After two weeks at home in Cardiff she relapsed and was taken by ambulance to the University Hospital of Wales where extensive tests were carried out.

It transpired that Abria did not have GBS but chronic inflammatory demyelinating polyneuropathy (CIDP), a rare, progressive autoimmune disease that affects the nervous system.

“It is considered a disease that children either grow out of or make a full recovery. This is utter rubbish,” Esther added. “I was told initially there were three people in the country with this type of disease and the other two were adults.

“We have looked at trying to get genetic testing, however the private insurance that Abria initially had was pulled away from her, so we could not afford the thousands of pounds it costs to get these tests done.

“To put it simply the disease is winning. The damage it causes is not reversible and this will continue to degenerate rather than regenerate.

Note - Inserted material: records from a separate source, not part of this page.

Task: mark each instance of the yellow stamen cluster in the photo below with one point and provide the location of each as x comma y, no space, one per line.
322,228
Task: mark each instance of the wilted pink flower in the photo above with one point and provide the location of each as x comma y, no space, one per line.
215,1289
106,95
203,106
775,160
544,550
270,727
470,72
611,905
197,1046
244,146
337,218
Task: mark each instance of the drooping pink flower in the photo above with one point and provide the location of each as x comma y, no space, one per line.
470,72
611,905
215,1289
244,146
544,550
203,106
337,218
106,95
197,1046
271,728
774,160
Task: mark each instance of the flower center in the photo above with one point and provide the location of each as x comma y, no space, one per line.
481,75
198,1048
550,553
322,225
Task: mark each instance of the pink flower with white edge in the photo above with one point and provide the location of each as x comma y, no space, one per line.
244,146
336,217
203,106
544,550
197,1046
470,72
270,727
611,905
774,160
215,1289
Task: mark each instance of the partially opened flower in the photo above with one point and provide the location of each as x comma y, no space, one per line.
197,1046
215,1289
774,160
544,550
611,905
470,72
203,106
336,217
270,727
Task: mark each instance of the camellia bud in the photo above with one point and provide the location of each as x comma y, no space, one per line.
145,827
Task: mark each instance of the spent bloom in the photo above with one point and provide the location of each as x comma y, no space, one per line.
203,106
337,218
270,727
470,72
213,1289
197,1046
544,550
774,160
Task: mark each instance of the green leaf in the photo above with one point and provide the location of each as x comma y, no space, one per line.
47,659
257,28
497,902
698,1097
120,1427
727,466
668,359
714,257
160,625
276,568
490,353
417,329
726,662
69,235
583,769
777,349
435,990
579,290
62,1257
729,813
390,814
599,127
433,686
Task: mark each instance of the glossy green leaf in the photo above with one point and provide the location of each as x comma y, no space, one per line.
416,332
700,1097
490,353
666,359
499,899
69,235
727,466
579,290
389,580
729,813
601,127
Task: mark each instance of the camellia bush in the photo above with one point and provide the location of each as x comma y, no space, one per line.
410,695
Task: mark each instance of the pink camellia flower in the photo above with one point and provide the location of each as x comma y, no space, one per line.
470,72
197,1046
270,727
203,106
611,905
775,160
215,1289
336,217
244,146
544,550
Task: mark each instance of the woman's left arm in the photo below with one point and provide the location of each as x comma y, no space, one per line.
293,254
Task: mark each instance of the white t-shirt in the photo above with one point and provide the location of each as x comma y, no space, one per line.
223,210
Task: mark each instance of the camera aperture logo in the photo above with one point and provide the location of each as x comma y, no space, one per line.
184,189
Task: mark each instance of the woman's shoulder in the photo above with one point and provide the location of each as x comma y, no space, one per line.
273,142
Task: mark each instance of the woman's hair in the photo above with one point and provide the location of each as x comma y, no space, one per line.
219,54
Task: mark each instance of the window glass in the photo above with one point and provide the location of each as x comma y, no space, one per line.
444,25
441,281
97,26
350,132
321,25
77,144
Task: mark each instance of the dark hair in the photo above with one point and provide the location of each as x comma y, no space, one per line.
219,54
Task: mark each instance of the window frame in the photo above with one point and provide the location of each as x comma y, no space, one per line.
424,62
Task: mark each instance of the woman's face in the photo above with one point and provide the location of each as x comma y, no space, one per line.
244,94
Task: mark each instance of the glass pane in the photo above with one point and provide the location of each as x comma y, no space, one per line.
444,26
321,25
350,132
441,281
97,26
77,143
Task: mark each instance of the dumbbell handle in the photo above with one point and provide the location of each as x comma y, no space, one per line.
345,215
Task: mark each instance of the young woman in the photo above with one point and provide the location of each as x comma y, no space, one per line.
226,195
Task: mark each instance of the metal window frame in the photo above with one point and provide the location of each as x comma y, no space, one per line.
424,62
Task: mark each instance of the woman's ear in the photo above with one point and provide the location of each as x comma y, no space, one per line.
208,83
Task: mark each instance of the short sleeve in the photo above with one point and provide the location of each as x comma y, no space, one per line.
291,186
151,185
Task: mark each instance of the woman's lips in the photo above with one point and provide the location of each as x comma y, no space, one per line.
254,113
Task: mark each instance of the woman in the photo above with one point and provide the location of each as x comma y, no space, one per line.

“She suffers with severe tremors that affect her daily life and living, fatigue that leaves her in bed for 18-20 hours each day, weakness in legs and arms, muscle wasting, memory loss, reduced development and growth.

“And that goes without mentioning the mental health impact, losing all that she has known and what she should be doing as a teenager; watching on as all the other kids do what she cant.

“Yet because it is so poorly understood and it is not cancer, she is often branded a drama queen or the on/off wheelchair girl. The treatment by others that she has had to endure, as well as this disease, has been horrific.”

Esther said the current drugs Abria is on do not stop the disease, but trick it. “However, over the last few months it has not worked, so symptoms are creeping back in after treatment, which means less than a two-week window [of her being well]. They are unable to control the disease and put her into any sort of remission.

“We have been going around in circles for over five years now. The longer the disease goes uncontrolled the less likely it will ever be controlled.

“Hence we are now in the last stage (3) where more damage will be done and the long-term effects are irreversible.”

When the family were told that chemotherapy was the only treatment option left, Esther added: “It’s like having the bottom of your world drop out.

“You feel nauseous and numb. It’s like a surreal bad dream that you want to wake up from.

“This disease has taken so much away from her at such a young age, and she has had to deal with so much loss, so much change, pain and fear.

“There’s also a lack of understanding from her peers. It would be difficult for an adult to have to come to terms with this illness, let alone a kid.”

Her auntie, Esme Addams, has now set up a GoFundMe page in the hope of raising enough money to give Abria some “precious memories” before she becomes too unwell to enjoy them.

“I want to reignite the power of hope in her and give her something to keep fighting for,” she said.

“When we look back memories are all we have. I want her to be able to make plans. I want her to smile and have joy. I want her to feel supported and to know that she does matter and people do care.”